The impact of ignoring the pupil magnification at the macro end (m=1), can be over 50%, ie for highly asymmetric lenses.

Before discussing this in a little more detail, let's collapse the above 3D plot to a contour plot, ie looking down on to the surface.

We can now clearly see that for symmetric lenses, ie p=1, we can ignore the impact of the pupil magnification: obviously!

On retrofocus lenses at low magnifications, ie less than say, 0.1, we can also ignore the pupil magnification's impact on depth of field. For example at p=5, the impact is ((1+0.1)5)/(0.1+5) = 1.08, ie less than 10%.

For telephoto lenses (p<1), if we do ignore the pupil magnification, the actual depth of field will always be more than we calculated, ie we will always under estimate DoFs on a telephoto lens by ignoring our friend. Thus we are less sensitive to ignoring p, assuming we are still interested in maximising DoF.

For retrofocus, wide angle lenses, the opposite is true. Namely, we will kid ourselves that we have a larger DoF than is the case, if we ignore our friend.

Let's now get to the bottom line: why do I keep calling the pupil magnification our hidden friend?

IMHO we can ignore pupil magnification for any single image capture. Having said this, now we understand the impact of the pupil magnification on our DoF, we can make pragmatic adjustments to our focusing, knowing if we are using a telephoto or retrofocus lens and assuming a particular DoF is important in our shot. 

Where knowing something about our hidden friend helps us, is when we are auto focus stacking with retrofocus lenses, for example using a Magic Lantern or CHDK Lua script to carry out a 'scape' focus bracket sequence. In such a case we don't want to create 'focus gaps': we need to ensure a focus overlap.

In the above, with infinity to the right, we see that the focus at Sn+1 is positioned to create a positive overlap between the last image's far DoF and the current image's near DoF.

We now can conclude with a few observations:

  • Pupil magnification does impact the DoFs of retrofocus and telephoto lenses when the magnification gets above about 0.1ish;
  • If we ignore pupil magnification, we will under or over estimate our DoFs, according to whether the lens is of a telephoto or retrofocus design;
  • The factor your depth of field will be adrift can be estimated from ((1+m)p)/(m+p);
  • For non-macro, deep focus bracketing (see previous posts on M3 Brackets and ML DOFIS scripts), it is useful to know that you can exploit the pupil magnification, without explicitly knowing it.

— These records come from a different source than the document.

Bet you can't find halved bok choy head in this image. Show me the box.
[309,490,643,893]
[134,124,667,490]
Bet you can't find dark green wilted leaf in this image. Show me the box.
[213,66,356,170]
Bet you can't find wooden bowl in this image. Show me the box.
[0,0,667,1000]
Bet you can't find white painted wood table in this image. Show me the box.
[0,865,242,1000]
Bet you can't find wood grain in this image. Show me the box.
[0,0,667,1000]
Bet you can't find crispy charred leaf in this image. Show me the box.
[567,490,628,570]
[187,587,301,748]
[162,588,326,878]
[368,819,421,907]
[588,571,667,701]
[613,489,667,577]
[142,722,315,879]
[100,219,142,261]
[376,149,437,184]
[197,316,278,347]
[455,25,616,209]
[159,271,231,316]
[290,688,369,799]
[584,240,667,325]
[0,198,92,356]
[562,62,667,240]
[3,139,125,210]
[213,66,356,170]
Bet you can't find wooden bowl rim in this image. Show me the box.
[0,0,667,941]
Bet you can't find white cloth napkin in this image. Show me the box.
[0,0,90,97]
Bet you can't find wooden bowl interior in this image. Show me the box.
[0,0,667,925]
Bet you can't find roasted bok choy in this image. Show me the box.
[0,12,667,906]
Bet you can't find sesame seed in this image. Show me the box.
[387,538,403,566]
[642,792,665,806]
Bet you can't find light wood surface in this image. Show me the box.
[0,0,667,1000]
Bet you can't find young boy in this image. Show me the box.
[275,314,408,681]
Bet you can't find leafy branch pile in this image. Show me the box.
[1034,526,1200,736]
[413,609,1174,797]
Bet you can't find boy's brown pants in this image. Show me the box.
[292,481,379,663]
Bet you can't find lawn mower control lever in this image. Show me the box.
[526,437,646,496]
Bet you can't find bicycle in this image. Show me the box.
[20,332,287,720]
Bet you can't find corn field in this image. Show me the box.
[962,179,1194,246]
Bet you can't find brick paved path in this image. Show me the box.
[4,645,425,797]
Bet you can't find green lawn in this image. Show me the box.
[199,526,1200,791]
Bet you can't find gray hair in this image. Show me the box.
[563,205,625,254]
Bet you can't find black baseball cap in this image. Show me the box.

That on a retrofocus lens simply guess/assume a pupil magnification to guarantee you don't create focus gaps in your focus stacks. For example, use a p of 3 or 5. On a telephoto use a p of unity to achieve focus overlap insurance.

In a future post I’ll discuss how I have used the above to create a 'focus insurance' feature in my CHDK M3 Brackets script.

As usual, I welcome any feedback on this post or any of my posts.


For those interested in knowing where the 10% tolerability point exists, ie the DoF accounting for pupil magnification is only adrift from that ignoring it (p=1) by 10%, here are the curves for retrofocus and telephoto lenses:

Note the difference between telephoto and retrofocus.


Here is a more generalised plot showing the DoF % difference in ignoring pupil magnification, in 10% increments:

In the case of a retrofocus lens (top part of the plot), the plot shows that at a magnification of, say, 1, if you ignore the pupil magnification, your DoF estimate will be out, ie over estimated, by 50%, if your lens has a pupil magnification of 3.